I. Introduction

The transport system is one of the crucial elements of the supply chain, and its management is one of the key activities of logistics. According to ^{1}, the logistical costs can represent between 5 % and 18 % of the organization's sales volume. Among these costs, transport can represent between a third and two thirds of the total; therefore, one of the most important decisions regarding transport is the planning and programming of routes.

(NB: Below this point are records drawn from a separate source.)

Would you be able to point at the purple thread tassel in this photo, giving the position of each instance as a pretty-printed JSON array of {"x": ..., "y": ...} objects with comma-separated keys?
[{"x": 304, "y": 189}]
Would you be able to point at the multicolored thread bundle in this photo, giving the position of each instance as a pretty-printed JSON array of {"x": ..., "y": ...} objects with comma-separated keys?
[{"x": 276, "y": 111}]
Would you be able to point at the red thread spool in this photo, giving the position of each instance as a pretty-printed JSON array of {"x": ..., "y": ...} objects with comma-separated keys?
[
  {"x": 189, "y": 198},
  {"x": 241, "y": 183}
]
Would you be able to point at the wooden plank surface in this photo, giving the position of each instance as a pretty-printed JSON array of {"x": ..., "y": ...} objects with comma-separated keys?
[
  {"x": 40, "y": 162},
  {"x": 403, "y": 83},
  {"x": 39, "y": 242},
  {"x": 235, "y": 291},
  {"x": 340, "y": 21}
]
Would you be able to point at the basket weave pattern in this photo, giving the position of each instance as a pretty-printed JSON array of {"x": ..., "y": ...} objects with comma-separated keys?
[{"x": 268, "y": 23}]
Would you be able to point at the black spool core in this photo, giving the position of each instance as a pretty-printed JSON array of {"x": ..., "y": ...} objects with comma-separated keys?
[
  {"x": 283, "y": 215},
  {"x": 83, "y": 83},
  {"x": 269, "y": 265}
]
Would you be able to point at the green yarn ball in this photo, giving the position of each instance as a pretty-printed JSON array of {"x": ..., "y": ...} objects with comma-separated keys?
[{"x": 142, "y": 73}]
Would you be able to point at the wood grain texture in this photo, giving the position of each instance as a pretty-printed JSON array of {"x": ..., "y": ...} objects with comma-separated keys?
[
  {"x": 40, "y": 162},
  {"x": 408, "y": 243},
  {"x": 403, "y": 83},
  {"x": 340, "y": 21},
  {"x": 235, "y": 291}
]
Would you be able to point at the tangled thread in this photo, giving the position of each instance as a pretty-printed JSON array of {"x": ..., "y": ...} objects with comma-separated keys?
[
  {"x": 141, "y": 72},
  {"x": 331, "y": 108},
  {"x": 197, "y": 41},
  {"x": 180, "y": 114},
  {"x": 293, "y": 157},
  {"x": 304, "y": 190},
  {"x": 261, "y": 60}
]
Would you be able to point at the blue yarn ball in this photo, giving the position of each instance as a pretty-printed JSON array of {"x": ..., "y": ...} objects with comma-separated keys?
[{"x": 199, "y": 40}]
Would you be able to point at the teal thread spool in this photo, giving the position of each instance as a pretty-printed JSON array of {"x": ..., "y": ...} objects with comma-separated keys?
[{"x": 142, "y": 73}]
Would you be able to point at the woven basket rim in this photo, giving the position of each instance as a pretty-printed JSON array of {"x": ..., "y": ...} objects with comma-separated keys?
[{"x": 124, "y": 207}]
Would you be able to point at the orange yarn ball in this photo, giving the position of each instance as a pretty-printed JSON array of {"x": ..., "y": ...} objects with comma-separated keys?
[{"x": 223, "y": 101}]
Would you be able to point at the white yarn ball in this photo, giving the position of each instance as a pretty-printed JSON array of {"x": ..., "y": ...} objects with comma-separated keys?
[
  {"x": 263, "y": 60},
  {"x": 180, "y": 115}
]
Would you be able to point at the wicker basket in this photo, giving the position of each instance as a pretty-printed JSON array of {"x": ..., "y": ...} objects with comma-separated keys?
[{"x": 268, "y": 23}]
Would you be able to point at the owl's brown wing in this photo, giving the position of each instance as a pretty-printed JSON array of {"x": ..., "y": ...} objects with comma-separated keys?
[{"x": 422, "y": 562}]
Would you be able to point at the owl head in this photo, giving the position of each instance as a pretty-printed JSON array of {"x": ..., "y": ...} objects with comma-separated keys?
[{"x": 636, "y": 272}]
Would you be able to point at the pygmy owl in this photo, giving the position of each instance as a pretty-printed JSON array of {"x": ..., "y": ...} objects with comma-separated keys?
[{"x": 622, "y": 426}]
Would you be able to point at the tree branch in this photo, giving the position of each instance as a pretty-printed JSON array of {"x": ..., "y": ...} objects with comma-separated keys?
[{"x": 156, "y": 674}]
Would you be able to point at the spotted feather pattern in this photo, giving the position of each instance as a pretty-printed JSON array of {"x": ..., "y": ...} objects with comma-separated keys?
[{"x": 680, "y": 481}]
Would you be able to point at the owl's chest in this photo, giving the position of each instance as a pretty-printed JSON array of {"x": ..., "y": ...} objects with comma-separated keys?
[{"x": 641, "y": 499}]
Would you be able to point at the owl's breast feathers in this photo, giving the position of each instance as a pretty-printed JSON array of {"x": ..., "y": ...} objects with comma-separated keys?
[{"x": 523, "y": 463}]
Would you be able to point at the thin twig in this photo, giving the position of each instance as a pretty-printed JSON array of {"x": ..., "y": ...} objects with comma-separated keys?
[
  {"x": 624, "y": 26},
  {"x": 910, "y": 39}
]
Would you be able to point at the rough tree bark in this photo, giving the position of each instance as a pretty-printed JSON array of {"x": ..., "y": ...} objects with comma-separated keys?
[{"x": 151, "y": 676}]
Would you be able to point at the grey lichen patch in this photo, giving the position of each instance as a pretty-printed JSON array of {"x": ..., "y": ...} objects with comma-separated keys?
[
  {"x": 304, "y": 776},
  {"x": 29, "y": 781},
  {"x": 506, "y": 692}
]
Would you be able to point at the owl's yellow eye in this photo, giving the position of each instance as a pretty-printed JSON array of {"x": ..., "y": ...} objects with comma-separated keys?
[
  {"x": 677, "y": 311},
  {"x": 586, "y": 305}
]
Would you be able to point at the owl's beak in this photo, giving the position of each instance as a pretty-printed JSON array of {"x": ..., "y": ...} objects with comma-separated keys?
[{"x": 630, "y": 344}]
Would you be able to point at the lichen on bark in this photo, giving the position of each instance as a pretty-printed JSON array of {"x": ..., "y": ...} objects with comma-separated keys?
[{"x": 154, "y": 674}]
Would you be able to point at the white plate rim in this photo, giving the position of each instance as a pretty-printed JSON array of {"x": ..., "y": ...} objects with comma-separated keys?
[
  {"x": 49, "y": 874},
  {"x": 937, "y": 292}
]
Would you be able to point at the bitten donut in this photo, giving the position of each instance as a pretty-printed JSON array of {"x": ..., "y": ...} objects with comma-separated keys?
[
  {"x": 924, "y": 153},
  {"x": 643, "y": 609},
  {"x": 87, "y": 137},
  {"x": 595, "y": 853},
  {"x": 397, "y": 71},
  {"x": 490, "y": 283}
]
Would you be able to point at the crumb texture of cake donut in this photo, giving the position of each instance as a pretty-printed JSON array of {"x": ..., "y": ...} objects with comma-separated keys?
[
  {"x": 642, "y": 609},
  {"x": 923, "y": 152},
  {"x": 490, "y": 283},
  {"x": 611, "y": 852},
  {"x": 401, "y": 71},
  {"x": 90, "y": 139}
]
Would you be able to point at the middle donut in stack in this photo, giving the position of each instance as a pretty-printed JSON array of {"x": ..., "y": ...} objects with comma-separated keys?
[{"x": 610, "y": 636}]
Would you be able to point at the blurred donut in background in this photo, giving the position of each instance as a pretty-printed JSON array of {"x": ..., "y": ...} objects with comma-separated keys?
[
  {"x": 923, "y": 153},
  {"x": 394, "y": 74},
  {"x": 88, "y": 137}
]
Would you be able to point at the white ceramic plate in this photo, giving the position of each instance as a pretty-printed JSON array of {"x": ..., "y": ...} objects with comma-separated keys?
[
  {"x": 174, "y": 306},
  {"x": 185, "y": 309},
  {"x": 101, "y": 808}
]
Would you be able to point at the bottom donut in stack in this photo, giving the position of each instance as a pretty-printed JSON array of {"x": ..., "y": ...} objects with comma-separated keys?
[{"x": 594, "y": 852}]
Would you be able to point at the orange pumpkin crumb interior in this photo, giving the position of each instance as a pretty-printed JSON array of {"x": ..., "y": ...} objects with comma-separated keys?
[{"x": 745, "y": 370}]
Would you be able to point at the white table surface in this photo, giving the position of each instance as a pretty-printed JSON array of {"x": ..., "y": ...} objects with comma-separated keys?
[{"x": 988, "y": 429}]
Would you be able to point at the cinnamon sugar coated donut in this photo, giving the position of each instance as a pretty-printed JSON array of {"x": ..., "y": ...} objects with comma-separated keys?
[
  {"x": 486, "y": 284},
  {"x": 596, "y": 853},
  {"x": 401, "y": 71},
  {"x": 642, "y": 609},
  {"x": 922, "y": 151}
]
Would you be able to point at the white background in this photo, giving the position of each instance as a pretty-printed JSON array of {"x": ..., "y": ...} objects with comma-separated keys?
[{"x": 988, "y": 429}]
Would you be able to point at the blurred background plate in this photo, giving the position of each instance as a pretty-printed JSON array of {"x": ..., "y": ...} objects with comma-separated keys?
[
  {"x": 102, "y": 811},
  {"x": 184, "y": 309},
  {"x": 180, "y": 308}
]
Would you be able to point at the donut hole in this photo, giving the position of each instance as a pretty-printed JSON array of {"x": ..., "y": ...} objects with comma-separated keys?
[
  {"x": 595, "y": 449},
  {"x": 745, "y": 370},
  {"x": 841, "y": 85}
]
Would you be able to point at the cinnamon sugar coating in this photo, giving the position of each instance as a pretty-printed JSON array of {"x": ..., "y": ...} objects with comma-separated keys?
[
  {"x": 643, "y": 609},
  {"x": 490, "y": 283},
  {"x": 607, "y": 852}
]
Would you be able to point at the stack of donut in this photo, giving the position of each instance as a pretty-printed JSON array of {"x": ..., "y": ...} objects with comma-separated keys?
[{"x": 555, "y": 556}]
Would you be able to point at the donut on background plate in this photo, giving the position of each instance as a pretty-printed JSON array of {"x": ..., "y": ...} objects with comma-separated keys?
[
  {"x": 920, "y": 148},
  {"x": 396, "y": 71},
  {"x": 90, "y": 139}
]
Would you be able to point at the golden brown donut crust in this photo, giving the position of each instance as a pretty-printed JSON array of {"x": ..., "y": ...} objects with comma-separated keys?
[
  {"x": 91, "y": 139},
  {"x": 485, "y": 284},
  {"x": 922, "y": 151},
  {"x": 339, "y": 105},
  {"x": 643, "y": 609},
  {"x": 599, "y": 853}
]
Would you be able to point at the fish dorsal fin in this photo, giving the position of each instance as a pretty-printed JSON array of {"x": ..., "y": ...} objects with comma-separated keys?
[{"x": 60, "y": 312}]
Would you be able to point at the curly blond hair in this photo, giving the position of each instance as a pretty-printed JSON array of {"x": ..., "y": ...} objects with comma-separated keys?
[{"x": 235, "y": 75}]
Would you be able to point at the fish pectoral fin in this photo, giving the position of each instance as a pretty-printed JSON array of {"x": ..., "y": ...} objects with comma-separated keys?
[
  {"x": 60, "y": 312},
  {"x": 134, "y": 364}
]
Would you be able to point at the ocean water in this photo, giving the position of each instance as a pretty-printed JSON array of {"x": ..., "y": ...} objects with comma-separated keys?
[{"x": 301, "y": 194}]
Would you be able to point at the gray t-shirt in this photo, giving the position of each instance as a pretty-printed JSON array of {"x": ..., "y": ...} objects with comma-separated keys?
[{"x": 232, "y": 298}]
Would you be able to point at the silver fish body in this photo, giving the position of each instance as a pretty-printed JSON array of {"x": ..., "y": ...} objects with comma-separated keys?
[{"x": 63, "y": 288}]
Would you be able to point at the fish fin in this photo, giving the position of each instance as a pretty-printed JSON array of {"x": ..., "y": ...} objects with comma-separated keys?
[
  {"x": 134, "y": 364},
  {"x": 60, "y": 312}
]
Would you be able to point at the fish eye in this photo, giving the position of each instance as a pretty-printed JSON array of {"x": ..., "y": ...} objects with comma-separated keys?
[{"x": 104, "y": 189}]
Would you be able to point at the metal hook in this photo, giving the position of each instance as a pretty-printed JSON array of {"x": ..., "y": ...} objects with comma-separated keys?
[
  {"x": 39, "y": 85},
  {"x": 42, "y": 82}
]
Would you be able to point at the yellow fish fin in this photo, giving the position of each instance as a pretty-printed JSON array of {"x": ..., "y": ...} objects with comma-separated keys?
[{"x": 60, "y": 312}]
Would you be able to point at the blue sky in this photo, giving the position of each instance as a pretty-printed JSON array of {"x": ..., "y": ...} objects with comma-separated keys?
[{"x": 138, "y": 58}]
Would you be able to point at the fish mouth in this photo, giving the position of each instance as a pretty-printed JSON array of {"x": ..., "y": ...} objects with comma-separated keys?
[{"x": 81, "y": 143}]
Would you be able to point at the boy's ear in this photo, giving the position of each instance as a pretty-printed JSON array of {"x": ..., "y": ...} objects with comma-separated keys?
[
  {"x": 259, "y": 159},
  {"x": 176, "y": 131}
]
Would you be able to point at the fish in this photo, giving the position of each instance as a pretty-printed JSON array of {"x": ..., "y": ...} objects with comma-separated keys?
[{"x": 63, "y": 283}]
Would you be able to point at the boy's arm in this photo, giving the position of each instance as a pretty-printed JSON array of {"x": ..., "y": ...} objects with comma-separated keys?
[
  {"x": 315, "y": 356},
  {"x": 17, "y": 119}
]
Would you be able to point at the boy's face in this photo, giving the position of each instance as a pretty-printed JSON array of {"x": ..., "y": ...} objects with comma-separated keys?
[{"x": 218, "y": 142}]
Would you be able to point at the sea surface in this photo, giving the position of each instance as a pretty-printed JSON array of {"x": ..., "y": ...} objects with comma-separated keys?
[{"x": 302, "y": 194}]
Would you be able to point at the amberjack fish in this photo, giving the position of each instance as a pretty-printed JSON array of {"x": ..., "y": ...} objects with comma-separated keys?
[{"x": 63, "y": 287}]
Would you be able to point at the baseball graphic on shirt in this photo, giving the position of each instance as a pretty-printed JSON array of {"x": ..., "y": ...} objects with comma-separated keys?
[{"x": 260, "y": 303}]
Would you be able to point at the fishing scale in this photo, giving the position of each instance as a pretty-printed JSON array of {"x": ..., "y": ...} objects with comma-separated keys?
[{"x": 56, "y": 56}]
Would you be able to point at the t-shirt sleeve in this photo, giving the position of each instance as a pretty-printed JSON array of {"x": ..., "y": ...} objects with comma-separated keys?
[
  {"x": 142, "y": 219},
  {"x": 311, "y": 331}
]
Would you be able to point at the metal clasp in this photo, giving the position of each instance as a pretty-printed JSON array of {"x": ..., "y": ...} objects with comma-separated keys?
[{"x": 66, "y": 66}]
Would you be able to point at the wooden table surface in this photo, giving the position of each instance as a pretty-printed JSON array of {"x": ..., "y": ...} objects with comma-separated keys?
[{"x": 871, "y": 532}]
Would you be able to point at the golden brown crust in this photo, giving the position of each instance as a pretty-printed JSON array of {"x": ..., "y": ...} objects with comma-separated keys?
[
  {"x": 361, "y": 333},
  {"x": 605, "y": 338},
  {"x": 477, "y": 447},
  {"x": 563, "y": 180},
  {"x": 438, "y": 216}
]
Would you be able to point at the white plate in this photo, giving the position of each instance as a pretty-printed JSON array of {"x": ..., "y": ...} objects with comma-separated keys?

The decisions over programming distribution routes in their basic context have been mathematically modeled, using different approximations of the vehicle routing problem with capacities or VRP (Vehicle Routing Problem), which is considered a NP-hard problem ^{2}. Some variants of the VRP include restrictions such as simultaneous delivery and collection, time windows, routes length, multiple warehouses, heterogeneous fleet, different objective functions, and stochastic elements, among others. All these variations give rise to multiple research problems in the area of transport in logistics. In particular, this article considers the variant of the VRP with heterogeneous fleet (HFVRP), in which each vehicle has assigned a load capacity, a maximum traveling time, a variable travelling cost, and a fixed acquisition cost. The main objective of the HFVRP is to determine the group of developed routes that minimize the total costs of the travelled distance.

The HFVRP considers that each customer must be attended by a unique vehicle that provides all their demands; that the sum of the route customers' demands must not exceed the capacity of the assigned vehicle; that the length of a route, contemplating the travel and service time, should not exceed the maximum time set per trip; that the available vehicles are limited; and finally, that each route begins and finishes in the warehouse. The study of the HFVRP is of big interest for the scientific community, because it allows solving a lot of real cases of programming routes for different companies ^{3}.

This paper compares different granular neighborhoods (called granular because the search is restricted only to a part of the complete graph (G)) inside a Tabu Search algorithm (TS) for the vehicle routing problem with heterogeneous fleet (HFVRP). In particular, this study aimed at evaluating different operators to determine the best design of routes, considering the quality of the solution as a way of comparison. The main contribution of this article is the comparative analysis of the neighborhoods in algorithms of local search, efficient for solving route design problems such as the HFVRP. In addition to the studies by ^{4} and ^{5}, the articles that compare the use of granular neighborhoods for vehicle routing problems are limited.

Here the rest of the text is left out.